Binding of BRD4 BD1 mutants to acetylated peptides. A, TR-FRET delta F (%) quantification (±S.D.) of BRD4 BD1 (wild-type and mutants, 50 nm each) binding to different acetylated H4 histone tails (200 nm each). B, determination of BRD4 BD1 affinity to H4 K5(ac)K8(ac)K12(ac)K16(ac) with a TR-FRET homogeneous competition assay. 200 nm biotinylated H4 peptide and 50 nm protein were titrated with unlabeled H4 peptide at the concentrations indicated. Delta F values were plotted against the concentrations of unlabeled peptide (competitor). The fitting of the normalized data (not shown) to the four-parameter equation described under “Experimental Procedures” (colored lines) served to calculate the K_D values indicated in Table 1. All data represent the mean values of at least two experiments with multiple replicates each. C, SPR sensorgrams of the interaction of BRD4 BD1 (wild-type and mutants, 10 μm each) with a biotinylated H4 K5(ac)K8(ac)K12(ac)K16(ac) peptide captured on a Biacore SA chip.

FIGURE 5.

Effect of bromodomain mutation on BRD4 dissociation from chromatin by FRAP evaluation. A, nuclei of U2OS cells transfected with GFP-tagged wild-type BRD4, bromodomain mutants or with wild-type BRD4 and treated with JQ1. The bleached area is indicated by a red circle. B, time dependence of fluorescent recovery in the bleached area for wild-type, mutant, or treated cells. Curves represent the means at each time point of at least 12 cells in each group.

FIGURE 6.

Determination of BRD4 BD1 wild-type and mutant affinities for the small molecule inhibitor JQ1 in vitro and in cells. A, FP analysis of BRD4 BD1 wild-type and mutant binding to TAMRA-labeled JQ1. The TAMRA-labeled JQ1 tracer (10 nm) was titrated with increasing concentrations of protein as indicated, and blank-subtracted fluorescence polarization values were plotted versus protein concentration. The lines show the fit of the data to a single-site equilibrium binding equation described under “Experimental Procedures.” The K_D values obtained from these fits are indicated in Table 2. B, TSA analysis of BRD4 BD1 wild-type and mutant binding to JQ1. The compound-induced changes in free energy of unfolding (ΔΔG°_u) were plotted versus JQ1 concentration, and the data were fitted to the equation described under “Experimental Procedures” (colored lines).
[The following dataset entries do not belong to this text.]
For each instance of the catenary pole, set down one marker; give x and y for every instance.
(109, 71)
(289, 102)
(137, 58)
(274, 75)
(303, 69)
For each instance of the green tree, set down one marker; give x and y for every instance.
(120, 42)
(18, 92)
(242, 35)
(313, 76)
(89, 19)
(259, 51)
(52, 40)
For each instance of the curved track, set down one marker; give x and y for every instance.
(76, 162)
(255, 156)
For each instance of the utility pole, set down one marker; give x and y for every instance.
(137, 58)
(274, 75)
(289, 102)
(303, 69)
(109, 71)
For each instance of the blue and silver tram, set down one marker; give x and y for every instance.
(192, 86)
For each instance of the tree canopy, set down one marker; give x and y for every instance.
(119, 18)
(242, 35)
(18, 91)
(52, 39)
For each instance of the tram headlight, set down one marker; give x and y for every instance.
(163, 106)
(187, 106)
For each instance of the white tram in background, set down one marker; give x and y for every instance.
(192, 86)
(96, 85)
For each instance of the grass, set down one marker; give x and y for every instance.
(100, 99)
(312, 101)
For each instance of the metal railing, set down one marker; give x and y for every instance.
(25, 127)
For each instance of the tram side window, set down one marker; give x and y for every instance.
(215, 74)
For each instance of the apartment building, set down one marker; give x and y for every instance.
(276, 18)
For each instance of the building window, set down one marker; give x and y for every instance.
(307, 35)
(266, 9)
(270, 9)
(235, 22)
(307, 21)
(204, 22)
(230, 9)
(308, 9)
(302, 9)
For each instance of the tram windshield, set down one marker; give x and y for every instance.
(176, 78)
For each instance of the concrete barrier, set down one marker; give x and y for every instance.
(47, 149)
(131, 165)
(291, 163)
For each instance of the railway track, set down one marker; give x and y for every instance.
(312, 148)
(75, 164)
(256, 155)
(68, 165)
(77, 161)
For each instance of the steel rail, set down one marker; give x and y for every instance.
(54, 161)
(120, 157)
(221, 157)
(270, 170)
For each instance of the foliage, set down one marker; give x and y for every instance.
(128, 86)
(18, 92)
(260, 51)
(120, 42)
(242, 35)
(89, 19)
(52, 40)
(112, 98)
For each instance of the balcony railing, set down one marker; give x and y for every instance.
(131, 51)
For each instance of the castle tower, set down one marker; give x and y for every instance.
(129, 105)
These fits served to calculate the K_D° values shown in Table 2. C, TR-FRET competition assay. 200 nm biotinylated H4 peptide and 50 nm wild-type or mutant proteins were titrated with JQ1 at the concentrations indicated in the graph. Plots of the Delta F data versus JQ1 concentration were fitted to the four-parameter equation described under “Experimental Procedures” (colored lines) to calculate the K_D values indicated in Table 2. D, cellular stabilization of BRD4 wild-type and mutants by JQ1. HEK293 cells expressing wild-type and mutant variants of BRD4 BD1 were incubated with JQ1 and tested following the protocol given under “Experimental Procedures.” Fitting the plots of TR-FRET ratio at increasing JQ1 concentrations was used to calculate the EC₅₀ values for protein stabilization.

FIGURE 7.

Three-dimensional affinity map of BRD4 interactions with H4 tail and JQ1. Residues investigated in this study are highlighted in the crystal structures of BRD4 complexed with H4K5(ac)K8(ac) (A) and JQ1 (B). The colors represent the loss of absolute free energy of binding (dΔG) associated with the individual mutations. dΔG values were calculated by subtracting free energy of binding of the wild-type from the mutants. Non-mutated BRD4 regions are shown in gray, the H4K5(ac)K8(ac) peptide is shown in green, and JQ1 is in magenta. The dΔG values were calculated from the TR-FRET experiment (panel A) and the dΔG° values from the TSA experiment (panel B). n.i., not interpreted.